About Me

I write code for Microsoft and do web stuff. Want to know more? Read this blog!

My Social World

« Backing up a Zune Library for when you reinstall Windows | Main | Sorry about the delay on VidSpeak Part 3 »

VidSpeak Part 3 – Generating and Playing Audio

This is part 3 of my VidSpeak series, where I show off an app I wrote for my multimedia course.  Check out part 2.

5. Generate the Sound

Alright, so this is the complex part :).  For the assignment, we were instructed to convert each column of the quantized grayscale 64x64 frame to a chord of sound.  We were asked to do this by assigning a frequency to each row of the image (the middle row being 440Hz or "A440", which is the "A" above middle "C" on a piano).  Then the "brightness" of the pixel at that row is the intesity of that frequency in the chord.  So, if a pixel was black, that frequency was not part of the chord, and if it was white, that frequency was part of the chord (at 100% intensity).

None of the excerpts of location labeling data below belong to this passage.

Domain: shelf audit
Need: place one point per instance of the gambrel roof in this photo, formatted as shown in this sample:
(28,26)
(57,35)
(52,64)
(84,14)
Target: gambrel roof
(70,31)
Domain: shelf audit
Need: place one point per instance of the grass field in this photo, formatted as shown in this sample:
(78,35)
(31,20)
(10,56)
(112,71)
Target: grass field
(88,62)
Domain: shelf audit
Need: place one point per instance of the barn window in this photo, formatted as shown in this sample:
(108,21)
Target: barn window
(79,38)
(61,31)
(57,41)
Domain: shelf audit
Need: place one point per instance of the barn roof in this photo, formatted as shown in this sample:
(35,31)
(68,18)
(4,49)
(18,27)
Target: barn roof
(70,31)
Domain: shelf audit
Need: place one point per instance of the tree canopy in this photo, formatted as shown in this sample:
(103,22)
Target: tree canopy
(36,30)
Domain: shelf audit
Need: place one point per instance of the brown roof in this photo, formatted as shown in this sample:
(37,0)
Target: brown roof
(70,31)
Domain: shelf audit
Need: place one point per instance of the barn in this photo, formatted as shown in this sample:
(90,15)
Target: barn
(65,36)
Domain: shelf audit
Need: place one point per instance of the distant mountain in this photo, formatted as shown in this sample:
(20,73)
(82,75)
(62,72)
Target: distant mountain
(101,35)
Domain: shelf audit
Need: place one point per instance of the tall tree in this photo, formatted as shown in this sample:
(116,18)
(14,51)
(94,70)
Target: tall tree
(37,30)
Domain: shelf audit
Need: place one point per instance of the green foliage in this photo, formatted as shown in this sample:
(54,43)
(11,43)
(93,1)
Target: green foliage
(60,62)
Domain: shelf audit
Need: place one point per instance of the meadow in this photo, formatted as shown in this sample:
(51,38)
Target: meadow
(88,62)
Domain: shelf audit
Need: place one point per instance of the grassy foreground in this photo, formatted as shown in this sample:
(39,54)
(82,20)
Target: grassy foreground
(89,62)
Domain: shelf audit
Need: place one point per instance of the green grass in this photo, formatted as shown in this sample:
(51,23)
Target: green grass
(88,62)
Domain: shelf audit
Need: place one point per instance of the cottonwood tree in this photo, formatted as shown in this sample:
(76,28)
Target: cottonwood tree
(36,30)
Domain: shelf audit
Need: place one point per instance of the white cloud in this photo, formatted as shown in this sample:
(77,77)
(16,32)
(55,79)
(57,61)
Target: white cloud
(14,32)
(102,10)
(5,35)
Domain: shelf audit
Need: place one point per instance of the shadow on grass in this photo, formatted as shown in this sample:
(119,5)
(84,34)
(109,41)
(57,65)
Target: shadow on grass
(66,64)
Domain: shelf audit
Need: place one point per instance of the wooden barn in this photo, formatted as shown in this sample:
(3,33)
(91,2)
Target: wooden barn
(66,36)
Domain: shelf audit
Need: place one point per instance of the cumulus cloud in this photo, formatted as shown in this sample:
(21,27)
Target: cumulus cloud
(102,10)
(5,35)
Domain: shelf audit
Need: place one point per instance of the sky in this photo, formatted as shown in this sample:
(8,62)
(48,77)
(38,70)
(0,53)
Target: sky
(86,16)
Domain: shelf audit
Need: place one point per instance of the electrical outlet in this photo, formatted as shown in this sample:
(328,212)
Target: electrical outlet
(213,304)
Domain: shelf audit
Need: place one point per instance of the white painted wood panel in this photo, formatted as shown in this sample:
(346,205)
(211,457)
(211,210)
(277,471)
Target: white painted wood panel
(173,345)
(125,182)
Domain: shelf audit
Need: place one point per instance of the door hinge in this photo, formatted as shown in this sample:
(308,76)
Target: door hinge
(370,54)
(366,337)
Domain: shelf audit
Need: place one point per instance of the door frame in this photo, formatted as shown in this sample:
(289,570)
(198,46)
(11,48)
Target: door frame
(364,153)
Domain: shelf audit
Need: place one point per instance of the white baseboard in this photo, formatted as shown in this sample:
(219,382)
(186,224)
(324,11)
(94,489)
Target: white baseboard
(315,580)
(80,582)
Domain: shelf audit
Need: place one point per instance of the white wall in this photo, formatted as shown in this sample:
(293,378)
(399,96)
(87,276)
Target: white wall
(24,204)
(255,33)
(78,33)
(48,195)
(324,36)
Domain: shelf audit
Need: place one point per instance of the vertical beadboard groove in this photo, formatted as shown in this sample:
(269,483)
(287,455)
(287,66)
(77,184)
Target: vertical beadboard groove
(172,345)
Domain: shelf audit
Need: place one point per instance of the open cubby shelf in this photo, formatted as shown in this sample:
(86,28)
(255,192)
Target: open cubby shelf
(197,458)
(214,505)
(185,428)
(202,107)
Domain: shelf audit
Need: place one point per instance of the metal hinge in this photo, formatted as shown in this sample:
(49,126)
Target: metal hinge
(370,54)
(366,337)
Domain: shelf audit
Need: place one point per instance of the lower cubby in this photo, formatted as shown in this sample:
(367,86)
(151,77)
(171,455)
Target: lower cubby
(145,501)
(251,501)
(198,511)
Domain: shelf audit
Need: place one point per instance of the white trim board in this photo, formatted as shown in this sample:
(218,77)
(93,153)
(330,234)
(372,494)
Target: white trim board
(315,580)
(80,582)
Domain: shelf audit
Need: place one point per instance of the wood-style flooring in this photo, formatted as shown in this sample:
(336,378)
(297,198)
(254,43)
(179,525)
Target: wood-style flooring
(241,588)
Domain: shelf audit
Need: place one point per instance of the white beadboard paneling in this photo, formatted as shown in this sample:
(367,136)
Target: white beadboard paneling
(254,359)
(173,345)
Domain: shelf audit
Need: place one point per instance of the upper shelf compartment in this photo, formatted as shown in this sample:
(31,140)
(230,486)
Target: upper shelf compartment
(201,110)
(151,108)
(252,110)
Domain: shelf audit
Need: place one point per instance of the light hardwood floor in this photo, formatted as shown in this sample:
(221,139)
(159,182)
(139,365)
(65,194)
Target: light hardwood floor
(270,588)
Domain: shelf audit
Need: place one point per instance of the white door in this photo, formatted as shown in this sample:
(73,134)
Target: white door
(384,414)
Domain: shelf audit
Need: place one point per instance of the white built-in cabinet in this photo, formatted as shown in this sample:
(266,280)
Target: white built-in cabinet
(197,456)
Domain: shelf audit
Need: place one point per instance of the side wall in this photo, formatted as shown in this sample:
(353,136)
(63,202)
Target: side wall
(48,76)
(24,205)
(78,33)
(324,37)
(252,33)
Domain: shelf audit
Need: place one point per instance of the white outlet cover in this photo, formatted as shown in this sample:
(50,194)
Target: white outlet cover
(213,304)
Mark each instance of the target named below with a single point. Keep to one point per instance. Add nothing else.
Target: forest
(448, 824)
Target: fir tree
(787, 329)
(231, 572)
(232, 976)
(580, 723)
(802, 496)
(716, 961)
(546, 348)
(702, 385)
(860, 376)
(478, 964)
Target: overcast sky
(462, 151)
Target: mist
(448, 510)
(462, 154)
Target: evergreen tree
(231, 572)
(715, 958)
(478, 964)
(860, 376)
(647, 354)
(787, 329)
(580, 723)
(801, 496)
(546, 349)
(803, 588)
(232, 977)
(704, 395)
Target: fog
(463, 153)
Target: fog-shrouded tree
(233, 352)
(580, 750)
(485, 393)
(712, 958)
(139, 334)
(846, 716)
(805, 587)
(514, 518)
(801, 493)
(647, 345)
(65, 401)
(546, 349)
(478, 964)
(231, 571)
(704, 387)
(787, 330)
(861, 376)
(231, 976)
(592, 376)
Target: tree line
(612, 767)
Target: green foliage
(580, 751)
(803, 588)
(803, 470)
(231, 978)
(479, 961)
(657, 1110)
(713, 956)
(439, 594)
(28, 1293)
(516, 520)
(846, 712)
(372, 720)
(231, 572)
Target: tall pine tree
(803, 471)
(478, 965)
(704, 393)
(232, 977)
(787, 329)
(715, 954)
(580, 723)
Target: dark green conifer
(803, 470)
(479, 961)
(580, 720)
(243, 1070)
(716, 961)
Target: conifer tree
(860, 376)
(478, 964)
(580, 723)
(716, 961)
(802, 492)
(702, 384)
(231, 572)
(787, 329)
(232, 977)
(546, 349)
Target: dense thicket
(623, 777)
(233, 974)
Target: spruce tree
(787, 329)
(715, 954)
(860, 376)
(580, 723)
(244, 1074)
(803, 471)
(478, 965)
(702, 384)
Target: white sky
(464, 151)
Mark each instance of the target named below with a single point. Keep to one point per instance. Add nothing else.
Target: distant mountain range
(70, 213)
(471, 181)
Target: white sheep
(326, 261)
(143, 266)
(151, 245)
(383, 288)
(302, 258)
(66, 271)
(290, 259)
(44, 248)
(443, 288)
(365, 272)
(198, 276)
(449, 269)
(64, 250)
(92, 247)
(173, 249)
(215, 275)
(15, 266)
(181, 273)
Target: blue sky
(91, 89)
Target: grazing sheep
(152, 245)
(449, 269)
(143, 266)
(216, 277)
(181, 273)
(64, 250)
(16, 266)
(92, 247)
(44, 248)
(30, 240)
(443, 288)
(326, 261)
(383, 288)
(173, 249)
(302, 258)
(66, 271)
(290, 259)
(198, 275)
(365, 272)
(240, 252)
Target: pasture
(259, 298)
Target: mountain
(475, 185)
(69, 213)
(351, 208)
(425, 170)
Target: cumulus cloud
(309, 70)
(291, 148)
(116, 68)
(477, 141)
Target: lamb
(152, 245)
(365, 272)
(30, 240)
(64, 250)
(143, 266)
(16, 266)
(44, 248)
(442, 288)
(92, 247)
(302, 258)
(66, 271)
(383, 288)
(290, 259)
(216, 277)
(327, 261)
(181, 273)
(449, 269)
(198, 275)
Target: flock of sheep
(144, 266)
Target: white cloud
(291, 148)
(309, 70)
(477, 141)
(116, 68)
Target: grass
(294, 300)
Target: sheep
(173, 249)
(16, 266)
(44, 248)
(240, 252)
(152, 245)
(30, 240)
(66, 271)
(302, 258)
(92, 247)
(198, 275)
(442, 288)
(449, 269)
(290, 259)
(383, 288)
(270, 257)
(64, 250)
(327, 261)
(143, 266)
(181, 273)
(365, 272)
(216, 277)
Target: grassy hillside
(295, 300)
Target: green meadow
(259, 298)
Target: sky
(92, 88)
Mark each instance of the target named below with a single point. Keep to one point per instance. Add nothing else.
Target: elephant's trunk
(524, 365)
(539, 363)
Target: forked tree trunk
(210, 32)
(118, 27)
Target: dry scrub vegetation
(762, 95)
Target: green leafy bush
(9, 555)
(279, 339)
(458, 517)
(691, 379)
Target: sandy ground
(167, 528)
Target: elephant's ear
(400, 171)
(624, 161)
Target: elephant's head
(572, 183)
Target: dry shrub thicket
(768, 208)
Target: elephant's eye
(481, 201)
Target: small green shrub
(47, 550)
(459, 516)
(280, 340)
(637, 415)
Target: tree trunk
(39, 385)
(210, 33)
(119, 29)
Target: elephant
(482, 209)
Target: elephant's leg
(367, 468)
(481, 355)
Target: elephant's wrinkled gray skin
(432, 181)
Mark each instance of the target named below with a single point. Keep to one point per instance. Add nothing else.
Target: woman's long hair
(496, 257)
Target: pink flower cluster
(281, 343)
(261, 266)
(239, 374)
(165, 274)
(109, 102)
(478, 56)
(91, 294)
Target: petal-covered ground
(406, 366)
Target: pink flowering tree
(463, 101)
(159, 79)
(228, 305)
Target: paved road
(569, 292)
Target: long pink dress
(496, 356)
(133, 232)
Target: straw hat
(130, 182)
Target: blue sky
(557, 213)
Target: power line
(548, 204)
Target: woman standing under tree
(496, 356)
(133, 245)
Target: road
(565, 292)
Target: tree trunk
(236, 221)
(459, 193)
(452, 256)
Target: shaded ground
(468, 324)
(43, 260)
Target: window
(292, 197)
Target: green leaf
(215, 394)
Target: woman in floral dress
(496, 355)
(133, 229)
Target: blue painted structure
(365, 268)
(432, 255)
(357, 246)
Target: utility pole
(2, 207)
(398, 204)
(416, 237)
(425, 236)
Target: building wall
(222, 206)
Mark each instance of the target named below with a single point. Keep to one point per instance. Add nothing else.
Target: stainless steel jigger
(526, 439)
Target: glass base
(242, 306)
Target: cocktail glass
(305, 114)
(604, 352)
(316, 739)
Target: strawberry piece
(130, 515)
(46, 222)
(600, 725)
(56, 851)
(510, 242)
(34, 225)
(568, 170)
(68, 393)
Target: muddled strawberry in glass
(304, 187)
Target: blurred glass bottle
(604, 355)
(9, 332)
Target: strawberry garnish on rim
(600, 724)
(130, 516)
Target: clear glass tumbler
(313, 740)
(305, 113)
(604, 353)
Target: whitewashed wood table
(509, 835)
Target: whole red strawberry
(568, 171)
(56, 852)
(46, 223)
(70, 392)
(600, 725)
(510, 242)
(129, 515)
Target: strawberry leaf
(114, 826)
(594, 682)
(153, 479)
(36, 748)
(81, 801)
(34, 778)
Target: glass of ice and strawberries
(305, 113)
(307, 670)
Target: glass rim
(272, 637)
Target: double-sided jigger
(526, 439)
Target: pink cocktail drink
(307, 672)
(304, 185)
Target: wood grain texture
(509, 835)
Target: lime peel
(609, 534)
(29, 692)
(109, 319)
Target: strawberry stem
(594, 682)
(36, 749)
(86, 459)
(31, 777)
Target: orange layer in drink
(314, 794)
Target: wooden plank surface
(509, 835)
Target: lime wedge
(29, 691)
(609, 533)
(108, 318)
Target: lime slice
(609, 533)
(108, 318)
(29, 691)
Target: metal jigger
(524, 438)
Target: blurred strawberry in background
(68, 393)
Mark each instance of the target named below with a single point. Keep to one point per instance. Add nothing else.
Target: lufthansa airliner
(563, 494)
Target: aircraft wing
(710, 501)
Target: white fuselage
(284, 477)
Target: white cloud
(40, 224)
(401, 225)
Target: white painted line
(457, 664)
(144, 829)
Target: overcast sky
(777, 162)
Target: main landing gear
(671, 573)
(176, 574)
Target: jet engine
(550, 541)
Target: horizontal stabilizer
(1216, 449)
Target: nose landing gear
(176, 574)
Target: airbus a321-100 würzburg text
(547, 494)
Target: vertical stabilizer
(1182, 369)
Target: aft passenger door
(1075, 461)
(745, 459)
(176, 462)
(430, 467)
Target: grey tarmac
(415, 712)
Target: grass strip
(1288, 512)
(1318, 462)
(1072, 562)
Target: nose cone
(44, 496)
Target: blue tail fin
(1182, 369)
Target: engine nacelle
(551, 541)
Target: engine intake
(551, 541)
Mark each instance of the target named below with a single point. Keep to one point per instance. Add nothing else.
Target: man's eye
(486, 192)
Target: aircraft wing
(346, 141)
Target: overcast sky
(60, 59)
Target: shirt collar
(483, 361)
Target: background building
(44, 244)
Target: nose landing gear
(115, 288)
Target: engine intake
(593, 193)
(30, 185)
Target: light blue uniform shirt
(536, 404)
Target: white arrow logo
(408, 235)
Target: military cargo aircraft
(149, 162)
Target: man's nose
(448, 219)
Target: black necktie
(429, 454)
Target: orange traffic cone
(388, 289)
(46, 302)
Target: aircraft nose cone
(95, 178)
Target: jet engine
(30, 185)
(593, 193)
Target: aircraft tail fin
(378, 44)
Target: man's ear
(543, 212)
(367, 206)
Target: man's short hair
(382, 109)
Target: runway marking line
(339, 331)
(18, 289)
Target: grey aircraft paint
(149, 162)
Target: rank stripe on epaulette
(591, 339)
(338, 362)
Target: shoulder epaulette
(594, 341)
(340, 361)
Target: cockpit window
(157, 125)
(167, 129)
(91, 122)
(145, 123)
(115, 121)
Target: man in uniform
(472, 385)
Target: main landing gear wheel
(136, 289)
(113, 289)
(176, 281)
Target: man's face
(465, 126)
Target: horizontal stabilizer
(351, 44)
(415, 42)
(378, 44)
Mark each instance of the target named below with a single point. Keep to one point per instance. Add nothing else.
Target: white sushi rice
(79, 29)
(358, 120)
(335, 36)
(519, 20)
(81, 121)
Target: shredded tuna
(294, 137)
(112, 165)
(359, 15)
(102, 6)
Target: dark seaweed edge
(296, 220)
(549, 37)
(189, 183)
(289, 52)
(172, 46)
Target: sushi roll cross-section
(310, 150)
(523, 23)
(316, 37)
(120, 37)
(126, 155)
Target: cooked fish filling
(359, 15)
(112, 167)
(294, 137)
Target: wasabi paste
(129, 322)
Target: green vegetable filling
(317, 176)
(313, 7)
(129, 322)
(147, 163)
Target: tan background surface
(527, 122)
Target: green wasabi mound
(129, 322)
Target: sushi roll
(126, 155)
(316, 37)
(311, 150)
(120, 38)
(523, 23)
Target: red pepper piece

Sound is generated using a process called Frequency Modulation (or "FREAK WHEN SEE MOD YOU LATE SHUN" as I like to call it (inside joke for MS interns who did The Microsoft Intern Game :P)).  Essentially what we are going to do is create sine waves of each frequency we want to play, scale them by the intensity value, and then add them together to create a new sine wave, representing the whole chord.  This process is done with this code

uint* data = (uint*) Marshal.AllocHGlobal(SamplesPerColumn * Marshal.SizeOf(typeof (uint)));
for (int sample = 0; sample < SamplesPerColumn; sample++) {
double signal = 0.0f;
for (int col = 0; col < width; col++) {
PixelData* cell = row0 + col;
double intensity = cell->Red / (double) (_quantizationLevels - 1);
signal += (intensity * Math.Sin(2.0f * Math.PI * FrequencyTable[col] * TimeTable[sample]));
signal = (uint.MaxValue / 2) * (signal + 1);
*(data + sample) = (uint) signal;

Because sound is represented digitally in computers, we can't send the sine wave itself, we have to take discrete samples of it that we will send to the sound card.  In this case, I'm taking 500 samples for each column (SamplesPerColumn = 500).  Elsewhere in my code I informed the sound card that I would be generating sound at 8000Hz (or 8000 samples per second), meaning that 500 samples will produce 0.0625seconds of audio.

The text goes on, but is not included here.